Она гордо вздёргивает свой нос еврейского менялы:
– Мальчик мой, вас задавили буржуазные предрассудки, словно вы уже поселились в квартале Маре. А если я просто желаю получить двойное удовольствие, соединив своё собственное с вашим? Как вы все меня смешите дурацкими потугами окружить похоть рамками неких приличий! Слава Богу, моя душа остаётся восточной, так что я способна понять и оценить чувственность людей всех веков…
Она продолжает разглагольствовать посреди возмущённых возгласов «тише!» и не слышит даже, как Можи довольно громко ворчит:
– Со вчерашнего дня эта коза опять чего-то начиталась…
Жак Кудерк бессильно молчит, но тут весьма кстати наступает антракт – можно выйти из зала, слегка взбодрить и размять свою боль… На какое-то мгновение ему приходит в голову мысль дождаться Антуана и поклониться Минне, чтобы напутать её; но в своём душевном оцепенении он даже на это не способен. Все заготовленные и отточенные слова испаряются, и трусливая нерешительность подталкивает его в спину, к парадной лестнице.
Это постыдное бегство приносит Минне в последующие дни сознание своей силы, убеждённость, что на этот раз победа оказалась за ней… Впрочем, наступает рождественская неделя, и суматошная суетливость воцаряется даже на тихой обычно площади Перер. Минна же целиком уходит в заботы, связанные с покупкой конфет, рассылкой поздравительных открыток и вручением подарков. Её своенравный и лукавый, но отнюдь не легковесный ум отринул от себя воспоминания о коротком, досадном любовном приключении… Она трудится не покладая рук, словно продавщица в магазине Буассье, составляя списки тех, кому нужно нанести визит, вкладывая в конверты нарядные картинки с младенцем Христом, – и вновь становится похожей на маленькую девочку, которая играет роль взрослой дамы. Едва на пороге появляется Антуан, как она обрушивает на него поток злорадных, бьющих не в бровь, а в глаз вопросов:
– А как же д'Овили? Ты, конечно, забыл об их сынишке?
– Совершенно вылетело из головы!
– Я так и знала! А эта старая ведьма, мать Пулестена?
– Чёрт возьми! Ещё одна!
Антуан удручённо опускает голову.
– Вот что, друг мой, я ведь не нанялась к тебе, чтобы помнить обо всём и обо всех!
И разве «нанялась» она, скажите на милость, дабы оказывать знаки внимания дяде Полю, этому больному врагу, которого ей придётся завтра поцеловать – да, да, поцеловать! – в самшитово-жёлтый лоб! Какой ужас! Она заранее начинает нервничать и машинально теребит волосы обеими руками:
– Завтра когда, Антуан?
– Когда – что?
– Дядя Поль, разумеется!
– Откуда я знаю. В два часа. Или в три. У нас будет целый день.
– Ты меня поражаешь! Спокойной ночи, я пойду лягу, меня ноги просто уже не держат.
Она потягивается, блаженно зевнув, и внезапно ей становится скучно, весь пыл её куда-то исчезает: она равнодушно подставляет щёку, ухо, золотистый узел волос под поцелуи мужа.
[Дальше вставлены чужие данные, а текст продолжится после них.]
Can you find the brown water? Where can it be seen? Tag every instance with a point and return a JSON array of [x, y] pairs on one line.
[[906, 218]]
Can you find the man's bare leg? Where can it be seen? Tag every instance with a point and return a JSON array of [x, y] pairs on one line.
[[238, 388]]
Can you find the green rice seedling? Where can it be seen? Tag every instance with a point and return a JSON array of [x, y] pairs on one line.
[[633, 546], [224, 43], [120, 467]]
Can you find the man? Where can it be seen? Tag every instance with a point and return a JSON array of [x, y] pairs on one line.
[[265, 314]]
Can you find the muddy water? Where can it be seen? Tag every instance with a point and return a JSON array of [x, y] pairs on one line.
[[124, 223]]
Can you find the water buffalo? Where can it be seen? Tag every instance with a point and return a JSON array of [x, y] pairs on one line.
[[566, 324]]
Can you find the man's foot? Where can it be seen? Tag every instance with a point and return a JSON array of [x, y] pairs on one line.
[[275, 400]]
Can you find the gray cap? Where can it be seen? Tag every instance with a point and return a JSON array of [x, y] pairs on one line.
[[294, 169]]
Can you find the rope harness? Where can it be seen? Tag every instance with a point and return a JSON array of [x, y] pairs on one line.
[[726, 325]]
– Уже ложишься, моя куколка? Вот что, я…
– Да?
– Я тоже пойду.
Она искоса смотрит на него… Сомнения нет: Антуан желает последовать за ней в её спальню и в её постель… Она колеблется: «Сослаться на недомогание? Устроить сцену и надуться? Или же притвориться спящей? Но это довольно трудно…»
Действительно, трудно, ибо Антуан ходит вокруг неё кругами, вдыхая с жадностью прозрачный запах духов Минны… Она следит за ним глазами. Он высокий, пожалуй, даже слишком. В одежде выглядит неловким, но нагота возвращает ему непринуждённость, как почти всегда происходит с хорошо сложенными мужчинами. Нос с горбинкой торчит посреди лица, а глаза как у влюблённого угольщика… «Вот это мой муж. Он ничем не хуже других, но… но он мой муж. В сущности, он быстрее оставит меня в покое, если я соглашусь…» Вполне удовлетворившись этим заключением, содержащим в себе истинную философию рабства, она медленно идёт в спальню, вынимая на ходу шпильки из волос.
Дядя Поль ужасен. Внушает страх его лицо будто из засохшего самшита – лицо миссионера, которого немножко оскальпировали, немножко поджарили на костре, немножко поморили голодом в клетке, выставленной на солнце. Съёжившись в кресле, он играет в прятки со смертью посреди выбеленных извёсткой стен своей спальни, под присмотром медсестры-санитарки, похожей на белокурую корову. Детей своих он встречает безмолвно; протягивает иссохшую руку и нарочно привлекает к себе Минну, радуясь, что она напрягается, готовая закричать от отвращения.